Когда Ирэн Лэмпэк открыла официанту дверь, содержимое чемодана Меерласта лежало на подносе во всем своем экстравагантном великолепии. И слегка колыхалось, словно жило своей собственной жизнью. Самое красивое перо, какое она когда-либо видела.
— Страусиное перо, — прошептала Ирэн, провела им по щеке и ей показалось, что это рука — нет, дыхание — ее нового возлюбленного.
10
Они были предназначены друг для друга. В том году одержимость мира моды перьями самых различных птиц была в полном разгаре, и более того — влияние Востока, навеянное русским балетом, очень популярным в Амстердаме, буквально пронизывало его. Магнаты моды, к которым они приходили с чемоданом из крокодиловой кожи, чтобы продемонстрировать качество йерсонендских перьев, одобрительно смотрели на восточную красавицу рядом с Меерластом. Ирэн особенно интересовали шляпы, причем не только простые шляпы из соломки, очень популярные в том сезоне, но и парижский стиль, которым она так сильно восхищалась.
Следующие несколько дней Меерласт и Ирэн провели, шепчась, словно обсуждали тела друг друга, просматривая ткани, делая эскизы, поглаживая перья крачек и гагарок — птиц, которые, начиная с 1908 года, находились в Голландии под защитой королевского указа, потому что интерес к их перьям поставил их на грань исчезновения.
Они склонялись над тканями и восторженно восклицали, или прикладывали платья и блузки к коже, или теребили в пальцах ленточки, словно это были их локоны.
Меерласт рассказывал о птицах своей родины — золотистых бархатных ткачах, пестрых зимородках, цесарках, живущих в руслах рек и на деревьях Йерсоненда. Но больше всего магнатов моды интересовали страусиные перья — эта роскошь.
Когда Меерласт открывал свой кожаный чемодан и показывал изумительное перо, их глаза начинали сверкать. Сотни птиц, подчеркивал Меерласт, именно с такими перьями, пасутся на пастбищах моего имения в Африке, в городе под названием Йерсоненд. Если мы будем сотрудничать, говорил он голландцам, мы обойдем Париж.
— Посмотрите, чего сумели достичь французские модельеры. Но мы превзойдем их. Посмотрите, что вытворяют в наши дни со светом и красками французские художники. Посмотрите, на что способен балет, если в нем есть восточные оттенки. Мы сумеем оказать огромное влияние на индустрию моды!
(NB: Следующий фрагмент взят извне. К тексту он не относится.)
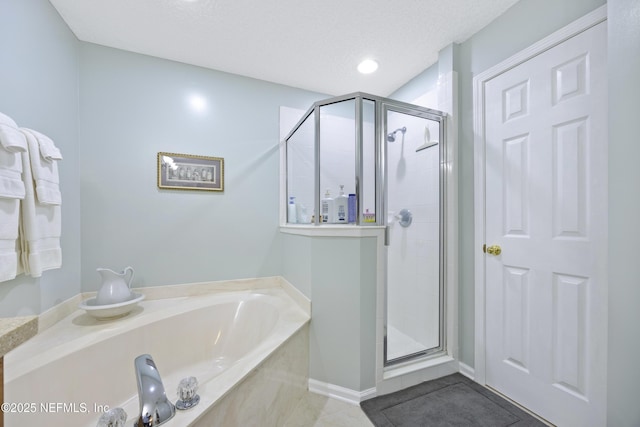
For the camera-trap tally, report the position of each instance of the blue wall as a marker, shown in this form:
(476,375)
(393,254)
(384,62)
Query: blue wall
(133,106)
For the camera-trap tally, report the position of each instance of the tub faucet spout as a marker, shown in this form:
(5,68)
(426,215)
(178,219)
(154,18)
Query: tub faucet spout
(155,408)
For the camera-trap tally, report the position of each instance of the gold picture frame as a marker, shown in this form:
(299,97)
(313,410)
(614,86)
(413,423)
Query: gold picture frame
(190,172)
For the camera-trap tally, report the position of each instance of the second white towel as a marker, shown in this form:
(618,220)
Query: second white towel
(41,223)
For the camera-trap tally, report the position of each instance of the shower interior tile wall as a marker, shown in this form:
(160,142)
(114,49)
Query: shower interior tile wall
(337,160)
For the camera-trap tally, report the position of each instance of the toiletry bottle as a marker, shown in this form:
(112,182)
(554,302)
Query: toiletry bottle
(291,210)
(369,217)
(341,203)
(352,208)
(327,208)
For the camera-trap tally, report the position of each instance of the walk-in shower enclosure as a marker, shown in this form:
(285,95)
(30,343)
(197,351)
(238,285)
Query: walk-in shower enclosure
(365,161)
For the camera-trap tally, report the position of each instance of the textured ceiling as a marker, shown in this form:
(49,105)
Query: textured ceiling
(314,45)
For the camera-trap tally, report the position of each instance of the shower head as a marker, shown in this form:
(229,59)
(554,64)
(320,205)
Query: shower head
(392,136)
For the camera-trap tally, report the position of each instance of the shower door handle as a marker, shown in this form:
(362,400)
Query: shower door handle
(492,250)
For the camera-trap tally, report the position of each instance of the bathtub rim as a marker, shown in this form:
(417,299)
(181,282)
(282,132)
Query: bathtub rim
(272,287)
(55,314)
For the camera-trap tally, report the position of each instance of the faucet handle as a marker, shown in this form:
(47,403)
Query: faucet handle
(115,417)
(187,397)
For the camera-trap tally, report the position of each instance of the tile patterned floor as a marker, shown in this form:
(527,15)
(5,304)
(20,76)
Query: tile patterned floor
(315,410)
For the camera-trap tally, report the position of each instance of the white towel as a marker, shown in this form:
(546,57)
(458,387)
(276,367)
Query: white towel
(41,224)
(12,142)
(44,156)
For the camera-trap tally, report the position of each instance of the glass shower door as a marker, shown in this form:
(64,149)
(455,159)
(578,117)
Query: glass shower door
(414,282)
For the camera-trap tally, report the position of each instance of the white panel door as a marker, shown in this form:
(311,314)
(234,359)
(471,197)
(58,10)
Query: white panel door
(546,207)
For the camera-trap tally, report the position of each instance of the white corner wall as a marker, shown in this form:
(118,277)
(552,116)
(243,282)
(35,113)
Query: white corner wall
(39,90)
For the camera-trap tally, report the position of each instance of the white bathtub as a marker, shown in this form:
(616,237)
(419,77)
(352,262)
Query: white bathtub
(72,371)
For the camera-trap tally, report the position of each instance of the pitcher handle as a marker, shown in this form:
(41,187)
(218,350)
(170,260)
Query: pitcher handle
(131,277)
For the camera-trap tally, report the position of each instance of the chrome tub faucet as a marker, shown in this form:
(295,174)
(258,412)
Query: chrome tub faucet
(155,408)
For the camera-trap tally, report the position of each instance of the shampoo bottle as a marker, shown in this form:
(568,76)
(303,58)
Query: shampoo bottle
(291,210)
(351,218)
(326,207)
(341,207)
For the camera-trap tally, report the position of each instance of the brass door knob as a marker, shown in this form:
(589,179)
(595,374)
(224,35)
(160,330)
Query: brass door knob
(492,250)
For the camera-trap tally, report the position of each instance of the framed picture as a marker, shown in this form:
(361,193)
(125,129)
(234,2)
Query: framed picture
(189,172)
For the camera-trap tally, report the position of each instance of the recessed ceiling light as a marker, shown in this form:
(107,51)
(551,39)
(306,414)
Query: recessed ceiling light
(367,66)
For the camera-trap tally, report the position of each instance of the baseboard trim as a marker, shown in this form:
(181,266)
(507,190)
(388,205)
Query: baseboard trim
(341,393)
(467,371)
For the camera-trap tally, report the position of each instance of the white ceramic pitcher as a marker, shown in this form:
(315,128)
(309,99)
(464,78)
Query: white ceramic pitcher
(114,288)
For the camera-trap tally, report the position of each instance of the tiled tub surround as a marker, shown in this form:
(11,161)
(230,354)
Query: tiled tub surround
(241,339)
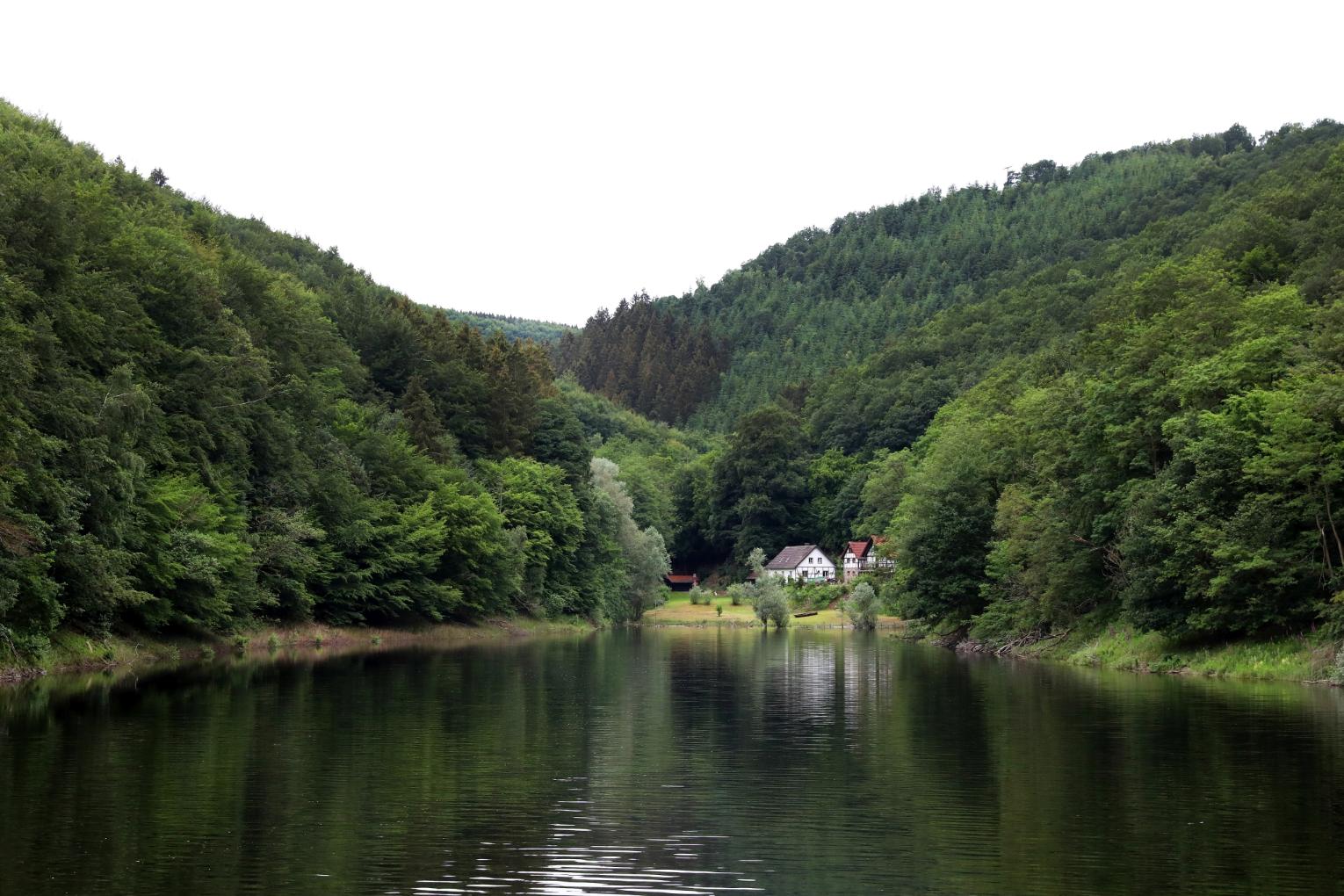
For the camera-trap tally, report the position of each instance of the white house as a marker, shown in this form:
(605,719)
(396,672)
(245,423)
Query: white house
(857,556)
(862,556)
(804,561)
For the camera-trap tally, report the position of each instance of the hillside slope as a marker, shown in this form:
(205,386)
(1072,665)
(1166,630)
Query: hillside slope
(203,422)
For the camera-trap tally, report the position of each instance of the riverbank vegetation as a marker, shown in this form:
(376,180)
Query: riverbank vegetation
(1098,396)
(208,426)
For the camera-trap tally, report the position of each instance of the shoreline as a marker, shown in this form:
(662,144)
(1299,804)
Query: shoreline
(1296,659)
(71,653)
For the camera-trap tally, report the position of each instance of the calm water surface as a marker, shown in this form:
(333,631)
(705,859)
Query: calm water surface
(669,762)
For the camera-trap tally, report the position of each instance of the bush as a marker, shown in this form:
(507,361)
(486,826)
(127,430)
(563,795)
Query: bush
(770,603)
(862,607)
(1336,675)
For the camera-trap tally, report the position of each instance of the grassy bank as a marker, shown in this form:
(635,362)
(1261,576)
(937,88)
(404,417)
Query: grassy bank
(1300,657)
(680,611)
(73,652)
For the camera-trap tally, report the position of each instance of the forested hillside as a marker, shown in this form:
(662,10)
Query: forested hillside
(205,422)
(1109,393)
(1135,413)
(827,300)
(511,327)
(646,358)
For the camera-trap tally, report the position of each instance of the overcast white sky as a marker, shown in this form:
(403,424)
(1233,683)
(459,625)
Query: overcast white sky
(547,159)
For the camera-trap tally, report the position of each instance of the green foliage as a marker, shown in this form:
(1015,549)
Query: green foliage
(203,421)
(646,359)
(760,484)
(770,603)
(862,607)
(515,328)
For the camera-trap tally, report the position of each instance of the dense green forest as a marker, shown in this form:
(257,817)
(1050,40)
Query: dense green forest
(646,358)
(1131,410)
(512,327)
(1110,391)
(206,422)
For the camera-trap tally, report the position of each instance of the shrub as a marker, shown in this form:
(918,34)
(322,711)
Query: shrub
(862,607)
(1336,675)
(770,603)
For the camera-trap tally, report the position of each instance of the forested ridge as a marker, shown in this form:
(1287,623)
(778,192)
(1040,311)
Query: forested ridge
(206,423)
(511,327)
(1101,393)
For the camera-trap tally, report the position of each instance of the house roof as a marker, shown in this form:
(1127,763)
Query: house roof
(791,556)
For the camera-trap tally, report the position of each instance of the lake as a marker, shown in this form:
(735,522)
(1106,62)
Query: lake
(668,761)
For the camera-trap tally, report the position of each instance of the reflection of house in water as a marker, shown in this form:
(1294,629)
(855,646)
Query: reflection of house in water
(824,682)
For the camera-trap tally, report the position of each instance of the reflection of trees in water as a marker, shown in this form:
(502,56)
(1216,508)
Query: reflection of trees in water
(844,763)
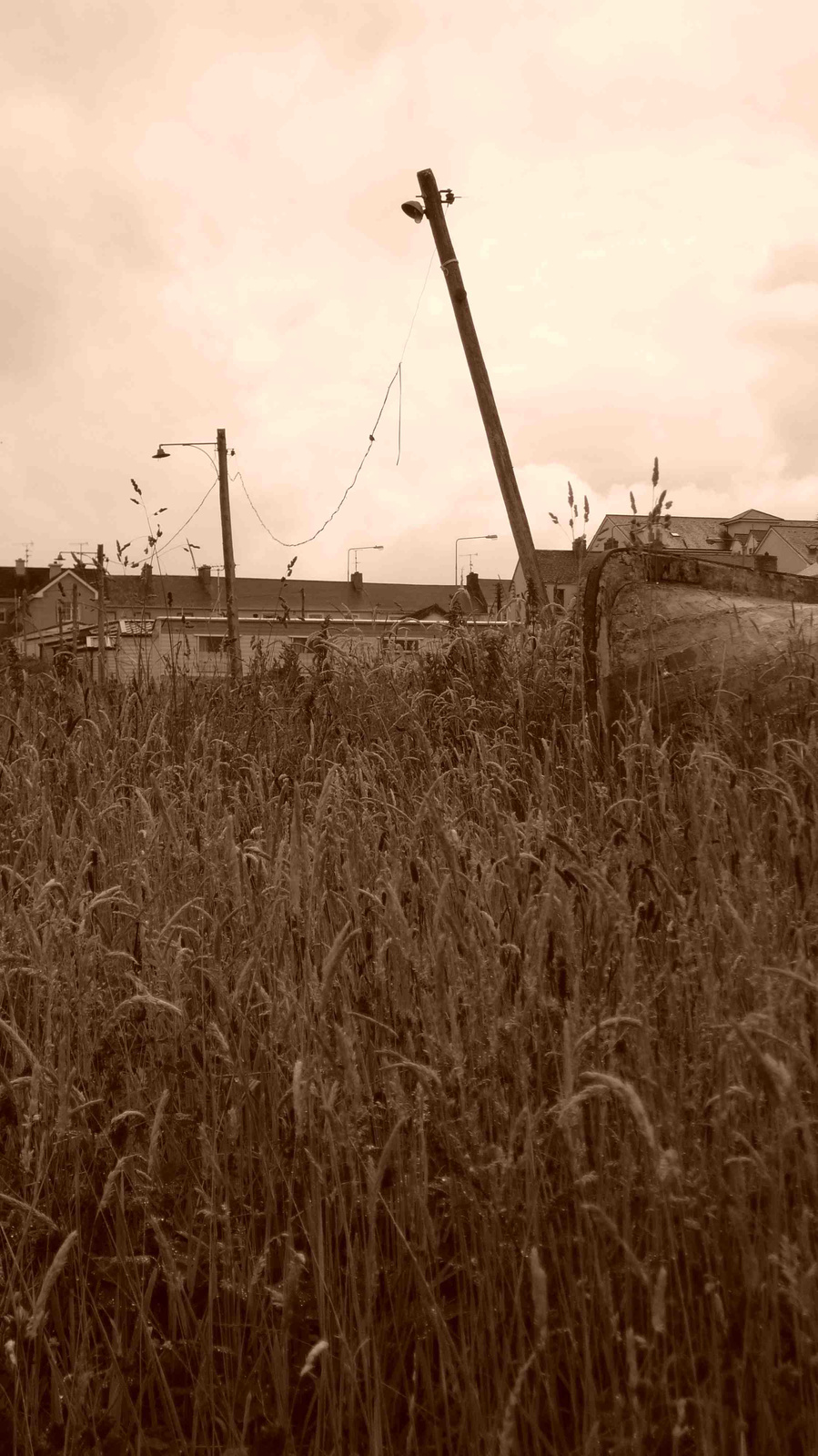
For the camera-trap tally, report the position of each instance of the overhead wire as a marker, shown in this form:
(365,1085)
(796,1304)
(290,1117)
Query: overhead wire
(396,376)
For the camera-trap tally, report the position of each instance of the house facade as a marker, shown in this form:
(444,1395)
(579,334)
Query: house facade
(744,536)
(159,623)
(560,572)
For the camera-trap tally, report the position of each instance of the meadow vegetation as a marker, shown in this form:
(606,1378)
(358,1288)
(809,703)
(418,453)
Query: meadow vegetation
(380,1072)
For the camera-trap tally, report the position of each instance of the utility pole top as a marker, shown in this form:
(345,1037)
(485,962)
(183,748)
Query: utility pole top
(498,446)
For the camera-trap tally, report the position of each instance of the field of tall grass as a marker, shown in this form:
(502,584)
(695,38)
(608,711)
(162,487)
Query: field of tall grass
(380,1072)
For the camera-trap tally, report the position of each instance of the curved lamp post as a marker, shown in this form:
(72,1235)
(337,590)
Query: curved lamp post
(233,640)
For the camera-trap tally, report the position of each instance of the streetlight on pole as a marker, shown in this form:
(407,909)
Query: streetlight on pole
(357,550)
(233,640)
(468,539)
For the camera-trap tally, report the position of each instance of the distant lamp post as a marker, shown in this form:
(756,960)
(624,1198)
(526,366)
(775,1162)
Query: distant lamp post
(220,443)
(357,550)
(468,539)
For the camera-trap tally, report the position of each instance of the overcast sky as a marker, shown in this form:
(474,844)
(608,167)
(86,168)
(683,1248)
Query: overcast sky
(203,229)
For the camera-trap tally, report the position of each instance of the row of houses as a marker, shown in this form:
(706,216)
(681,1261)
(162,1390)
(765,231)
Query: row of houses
(155,622)
(754,539)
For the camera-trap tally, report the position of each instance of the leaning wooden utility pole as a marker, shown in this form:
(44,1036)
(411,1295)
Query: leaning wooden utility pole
(101,613)
(498,448)
(228,564)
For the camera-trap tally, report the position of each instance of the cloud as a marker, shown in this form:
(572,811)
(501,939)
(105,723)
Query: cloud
(789,266)
(788,392)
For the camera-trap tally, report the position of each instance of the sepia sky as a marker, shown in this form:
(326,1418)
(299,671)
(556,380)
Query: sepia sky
(203,229)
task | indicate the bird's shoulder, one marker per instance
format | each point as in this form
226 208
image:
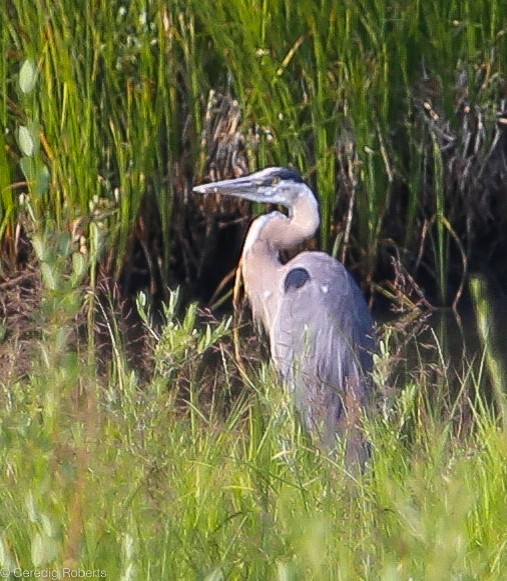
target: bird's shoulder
317 287
322 273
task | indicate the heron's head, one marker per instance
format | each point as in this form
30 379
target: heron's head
272 185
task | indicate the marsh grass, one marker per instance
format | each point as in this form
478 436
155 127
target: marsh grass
107 473
101 469
391 133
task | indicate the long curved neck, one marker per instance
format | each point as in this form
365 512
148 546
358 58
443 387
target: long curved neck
274 232
261 262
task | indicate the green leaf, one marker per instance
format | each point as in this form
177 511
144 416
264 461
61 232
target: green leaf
26 141
27 76
44 549
36 174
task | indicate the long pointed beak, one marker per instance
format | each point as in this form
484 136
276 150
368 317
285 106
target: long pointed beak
241 187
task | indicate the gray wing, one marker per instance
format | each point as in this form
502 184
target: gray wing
322 341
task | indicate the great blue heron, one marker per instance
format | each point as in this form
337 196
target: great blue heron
318 323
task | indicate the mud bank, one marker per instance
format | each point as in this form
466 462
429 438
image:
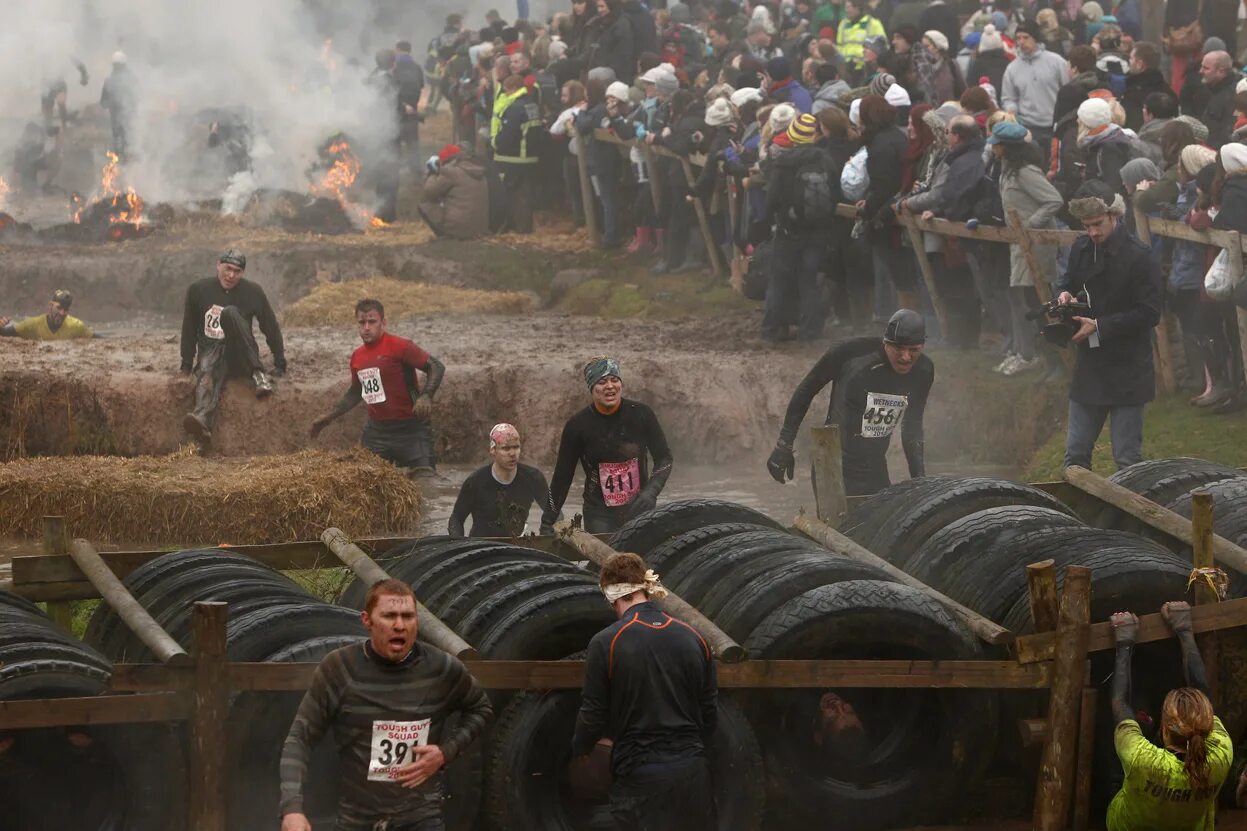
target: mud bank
720 401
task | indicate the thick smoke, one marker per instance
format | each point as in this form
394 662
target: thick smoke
297 71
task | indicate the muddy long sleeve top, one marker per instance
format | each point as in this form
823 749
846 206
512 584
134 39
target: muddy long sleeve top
375 711
201 317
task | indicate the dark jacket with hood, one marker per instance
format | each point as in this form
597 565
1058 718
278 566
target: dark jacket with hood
1124 283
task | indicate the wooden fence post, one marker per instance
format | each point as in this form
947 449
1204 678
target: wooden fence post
1055 791
831 502
56 542
210 711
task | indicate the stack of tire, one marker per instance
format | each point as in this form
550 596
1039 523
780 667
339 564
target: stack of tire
271 619
972 538
516 603
783 597
90 777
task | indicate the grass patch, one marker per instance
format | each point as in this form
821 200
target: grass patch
1171 427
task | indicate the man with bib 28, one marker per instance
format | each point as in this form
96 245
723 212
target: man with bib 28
878 387
387 701
610 438
399 428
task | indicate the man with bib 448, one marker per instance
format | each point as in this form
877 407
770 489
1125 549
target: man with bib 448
387 701
399 428
877 388
610 439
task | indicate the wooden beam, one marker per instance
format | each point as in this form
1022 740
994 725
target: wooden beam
1157 517
1044 605
828 473
94 709
596 550
127 608
210 713
365 568
1227 614
832 539
1055 791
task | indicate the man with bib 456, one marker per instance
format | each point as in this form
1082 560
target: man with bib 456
610 439
878 387
399 428
385 701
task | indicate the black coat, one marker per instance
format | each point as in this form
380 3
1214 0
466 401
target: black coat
1125 285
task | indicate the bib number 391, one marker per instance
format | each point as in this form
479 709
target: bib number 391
370 386
620 482
392 746
883 414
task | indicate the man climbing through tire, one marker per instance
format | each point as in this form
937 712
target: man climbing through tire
610 439
878 387
499 495
1174 786
399 427
217 338
387 701
650 685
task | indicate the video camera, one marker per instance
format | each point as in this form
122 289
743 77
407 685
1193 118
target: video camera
1059 325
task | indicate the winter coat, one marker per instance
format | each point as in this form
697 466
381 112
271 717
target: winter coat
1030 86
455 200
1124 282
1137 89
1029 192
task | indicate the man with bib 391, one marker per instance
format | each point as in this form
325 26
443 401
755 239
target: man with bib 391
399 427
387 701
878 388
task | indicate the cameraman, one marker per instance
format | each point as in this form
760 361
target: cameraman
1112 369
455 196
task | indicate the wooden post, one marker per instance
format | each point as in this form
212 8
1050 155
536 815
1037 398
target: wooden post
586 187
210 711
831 502
1055 791
838 543
1044 605
597 552
1086 756
56 542
127 608
924 265
716 256
1028 251
1164 354
1201 548
365 568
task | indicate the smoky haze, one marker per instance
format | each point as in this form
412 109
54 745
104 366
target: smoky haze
296 70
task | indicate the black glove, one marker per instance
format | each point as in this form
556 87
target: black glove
781 462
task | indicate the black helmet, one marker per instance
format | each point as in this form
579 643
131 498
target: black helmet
905 327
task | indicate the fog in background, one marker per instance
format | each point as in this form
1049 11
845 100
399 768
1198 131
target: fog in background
296 69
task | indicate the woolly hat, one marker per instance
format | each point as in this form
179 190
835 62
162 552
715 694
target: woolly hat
720 112
1095 114
781 116
1197 127
743 96
938 38
1233 157
804 129
897 96
778 69
619 90
990 39
1196 157
1137 170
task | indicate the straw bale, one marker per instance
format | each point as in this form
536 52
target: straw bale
334 303
183 499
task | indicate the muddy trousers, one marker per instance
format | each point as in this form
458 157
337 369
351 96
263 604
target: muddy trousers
236 354
665 797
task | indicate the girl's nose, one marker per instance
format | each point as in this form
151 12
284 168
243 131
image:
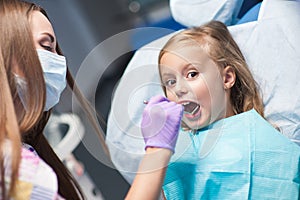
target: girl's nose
181 89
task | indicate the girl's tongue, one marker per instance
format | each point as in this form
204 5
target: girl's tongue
191 109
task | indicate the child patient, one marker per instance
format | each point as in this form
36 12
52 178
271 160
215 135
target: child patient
226 149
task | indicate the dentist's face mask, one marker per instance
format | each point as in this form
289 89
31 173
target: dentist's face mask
55 68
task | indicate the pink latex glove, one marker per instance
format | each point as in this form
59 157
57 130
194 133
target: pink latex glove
161 122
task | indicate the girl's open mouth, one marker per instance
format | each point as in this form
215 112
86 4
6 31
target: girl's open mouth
191 109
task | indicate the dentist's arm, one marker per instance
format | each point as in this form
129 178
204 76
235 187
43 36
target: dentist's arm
160 127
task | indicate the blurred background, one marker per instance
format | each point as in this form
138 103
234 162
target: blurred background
80 27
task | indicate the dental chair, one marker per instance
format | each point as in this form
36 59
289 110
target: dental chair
270 44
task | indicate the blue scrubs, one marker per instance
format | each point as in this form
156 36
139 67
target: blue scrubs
240 157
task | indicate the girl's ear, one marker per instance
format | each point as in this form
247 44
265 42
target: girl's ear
228 77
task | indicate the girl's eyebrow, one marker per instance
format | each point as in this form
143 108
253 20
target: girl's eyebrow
50 36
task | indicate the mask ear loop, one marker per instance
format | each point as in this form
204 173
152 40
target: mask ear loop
21 86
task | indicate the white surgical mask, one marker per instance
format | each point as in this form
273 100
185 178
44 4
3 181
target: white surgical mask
55 68
196 12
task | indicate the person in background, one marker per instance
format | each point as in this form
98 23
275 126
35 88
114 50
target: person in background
33 75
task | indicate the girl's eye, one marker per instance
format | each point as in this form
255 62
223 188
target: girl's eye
47 47
170 83
192 74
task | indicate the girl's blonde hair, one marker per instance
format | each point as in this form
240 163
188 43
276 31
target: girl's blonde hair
215 39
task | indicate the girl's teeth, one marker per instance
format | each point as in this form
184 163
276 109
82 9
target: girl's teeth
195 110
Вечерами, при свечах в дорогих ресторанах, он тихо беседовал с Ирэн и рассказывал ей о структуре и природе пера: ствол пера, прикрепленный к крылу, черенок с бородками и украшенная часть, известная, как флаг. Он говорил о попугаях, которые обеспечивали перьями индустрию одежды во Франции, начиная с четырнадцатого века, о страусиных перьях, которые Африка импортировала в Венецию в тринадцатом веке. А она рассказывала ему о красавцах-фазанах в Индонезии.
И он вновь и вновь соблазнял ее экзотическими названиями и местами, рассказывал о торговцах декоративным пером на Кальвер стрит, Грейвен стрит, Вармуз стрит уже в шестнадцатом веке. Он рассказывал о больших складах на Ван дер Зандт и Койе в Утрехте и убеждал, что должен обзавестись такими же складами — один в Кейптауне, один в Европе, или даже два.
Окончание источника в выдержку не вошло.